Personally, I don’t feel ostracized. But I certainly hate being singled out. For example, a few months ago I was at a fundraiser. As I went through the buffet line, I slowly began to realize that although there were fifteen or twenty different things to eat, I was only going to be able to eat one of them: plain lettuce. Yummy. But it was not the meal that bothered me; it was the attention. While standing in line, four separate people made jokes about what I was eating (and not eating), and there were more when I went back to my table.
I’m sure that if I planned better, I could avoid this social attention (or inattention).

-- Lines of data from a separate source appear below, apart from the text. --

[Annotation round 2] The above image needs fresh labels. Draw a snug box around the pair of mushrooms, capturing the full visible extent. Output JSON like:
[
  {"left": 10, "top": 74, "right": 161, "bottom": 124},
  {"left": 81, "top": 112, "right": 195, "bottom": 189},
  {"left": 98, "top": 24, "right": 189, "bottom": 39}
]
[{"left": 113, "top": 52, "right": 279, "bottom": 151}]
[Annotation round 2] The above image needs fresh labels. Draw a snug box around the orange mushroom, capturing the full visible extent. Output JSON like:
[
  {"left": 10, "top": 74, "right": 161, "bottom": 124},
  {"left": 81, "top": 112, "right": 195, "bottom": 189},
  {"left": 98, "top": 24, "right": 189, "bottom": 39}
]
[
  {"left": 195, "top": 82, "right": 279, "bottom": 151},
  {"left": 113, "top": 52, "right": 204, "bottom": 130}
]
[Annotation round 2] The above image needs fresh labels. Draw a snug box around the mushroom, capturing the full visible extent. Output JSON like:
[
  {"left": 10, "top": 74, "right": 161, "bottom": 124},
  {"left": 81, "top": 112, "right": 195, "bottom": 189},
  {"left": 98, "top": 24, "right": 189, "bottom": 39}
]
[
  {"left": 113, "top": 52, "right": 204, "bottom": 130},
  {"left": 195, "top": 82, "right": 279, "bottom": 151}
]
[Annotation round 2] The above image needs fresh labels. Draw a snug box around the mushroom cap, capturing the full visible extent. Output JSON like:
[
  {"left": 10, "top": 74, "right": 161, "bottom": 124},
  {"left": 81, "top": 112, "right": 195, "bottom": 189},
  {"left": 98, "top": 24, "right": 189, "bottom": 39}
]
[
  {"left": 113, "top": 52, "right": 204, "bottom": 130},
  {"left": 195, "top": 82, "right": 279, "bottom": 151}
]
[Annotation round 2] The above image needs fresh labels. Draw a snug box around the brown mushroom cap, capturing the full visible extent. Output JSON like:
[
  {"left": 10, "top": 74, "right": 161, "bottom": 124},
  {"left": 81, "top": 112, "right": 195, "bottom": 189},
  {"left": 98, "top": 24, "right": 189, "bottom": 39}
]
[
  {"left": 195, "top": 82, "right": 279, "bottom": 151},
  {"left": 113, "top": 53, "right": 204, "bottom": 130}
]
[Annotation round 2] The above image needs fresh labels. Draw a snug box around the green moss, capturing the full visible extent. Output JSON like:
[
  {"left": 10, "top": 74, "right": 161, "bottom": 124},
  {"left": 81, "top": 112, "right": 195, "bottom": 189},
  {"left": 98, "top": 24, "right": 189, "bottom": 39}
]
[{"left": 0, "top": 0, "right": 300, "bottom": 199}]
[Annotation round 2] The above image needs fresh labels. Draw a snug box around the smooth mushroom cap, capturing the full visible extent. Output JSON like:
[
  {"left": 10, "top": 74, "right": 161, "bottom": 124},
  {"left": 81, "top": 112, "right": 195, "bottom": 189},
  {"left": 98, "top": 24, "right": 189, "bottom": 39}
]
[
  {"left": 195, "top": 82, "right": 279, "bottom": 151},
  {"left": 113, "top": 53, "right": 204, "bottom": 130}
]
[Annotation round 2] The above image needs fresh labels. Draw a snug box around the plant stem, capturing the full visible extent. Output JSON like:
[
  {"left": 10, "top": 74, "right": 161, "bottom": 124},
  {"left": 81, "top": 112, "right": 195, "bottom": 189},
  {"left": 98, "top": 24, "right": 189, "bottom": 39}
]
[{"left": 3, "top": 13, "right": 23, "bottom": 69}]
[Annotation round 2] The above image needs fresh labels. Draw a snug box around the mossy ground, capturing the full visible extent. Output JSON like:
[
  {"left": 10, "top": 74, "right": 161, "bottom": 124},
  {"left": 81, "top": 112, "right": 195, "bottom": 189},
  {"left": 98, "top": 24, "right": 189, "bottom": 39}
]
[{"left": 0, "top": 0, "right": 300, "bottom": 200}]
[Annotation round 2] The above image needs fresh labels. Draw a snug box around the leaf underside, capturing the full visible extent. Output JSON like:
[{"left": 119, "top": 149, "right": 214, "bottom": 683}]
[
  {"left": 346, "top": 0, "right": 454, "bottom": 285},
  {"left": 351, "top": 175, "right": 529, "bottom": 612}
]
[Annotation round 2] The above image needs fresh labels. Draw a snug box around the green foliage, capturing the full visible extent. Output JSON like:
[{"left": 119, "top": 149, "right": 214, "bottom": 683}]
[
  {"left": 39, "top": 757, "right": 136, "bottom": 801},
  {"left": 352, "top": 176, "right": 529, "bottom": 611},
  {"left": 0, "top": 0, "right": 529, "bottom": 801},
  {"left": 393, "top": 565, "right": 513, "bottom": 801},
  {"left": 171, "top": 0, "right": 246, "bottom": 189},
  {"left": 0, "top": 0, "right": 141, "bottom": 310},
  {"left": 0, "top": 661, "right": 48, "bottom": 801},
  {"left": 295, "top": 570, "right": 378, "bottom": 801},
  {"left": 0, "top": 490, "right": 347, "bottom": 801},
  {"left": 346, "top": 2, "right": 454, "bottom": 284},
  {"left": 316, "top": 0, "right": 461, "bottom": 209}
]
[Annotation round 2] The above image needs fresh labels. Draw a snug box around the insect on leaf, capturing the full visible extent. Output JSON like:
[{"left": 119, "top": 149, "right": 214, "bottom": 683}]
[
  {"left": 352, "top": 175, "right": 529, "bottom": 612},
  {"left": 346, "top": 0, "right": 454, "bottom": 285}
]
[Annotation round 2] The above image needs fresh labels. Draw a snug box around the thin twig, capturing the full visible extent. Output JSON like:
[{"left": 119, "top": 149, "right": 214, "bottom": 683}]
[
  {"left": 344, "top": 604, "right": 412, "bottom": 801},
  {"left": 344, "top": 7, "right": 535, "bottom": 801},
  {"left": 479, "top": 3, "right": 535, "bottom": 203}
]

But I also want to use experiences like this to examine my heart. I want to know: Why is it that my heart is so hungry for acceptance from others? The surface answer to this question will vary, but the root is likely always the same: I haven’t feasted on the favor I have with God through the gospel, and therefore, I’m starving for praise from others. What I need is to receive my food allergies as an invitation to feast on Jesus who always satisfies fully (John 6:55–57).
3. Trust the great Provider when daily bread becomes expensive.
Buying food free of certain allergens is expensive. Depending on how strategically you shop and how severe your allergy, your grocery expenses could increase significantly. Consider that gluten-free bread costs more than double the price of regular bread. The other day, my wife came home from the grocery store in tears. “How are we going to pay for this?” she asked. I gave her a hug and said, “I don’t know.”
I’m sure we will have enough money, and I’m sure we’ll learn to shop smarter; but that’s not the first place God wants us to focus. Instead, God wants our family to be praying, “Lord, give us our daily, gluten-free bread.” He wants us to consider the lilies and consider the birds. God clothes the lilies; he feeds the birds. And if he cares for these, our allergies can be a reminder to us of how much more he will care for us, his children (Matthew 6:25–34).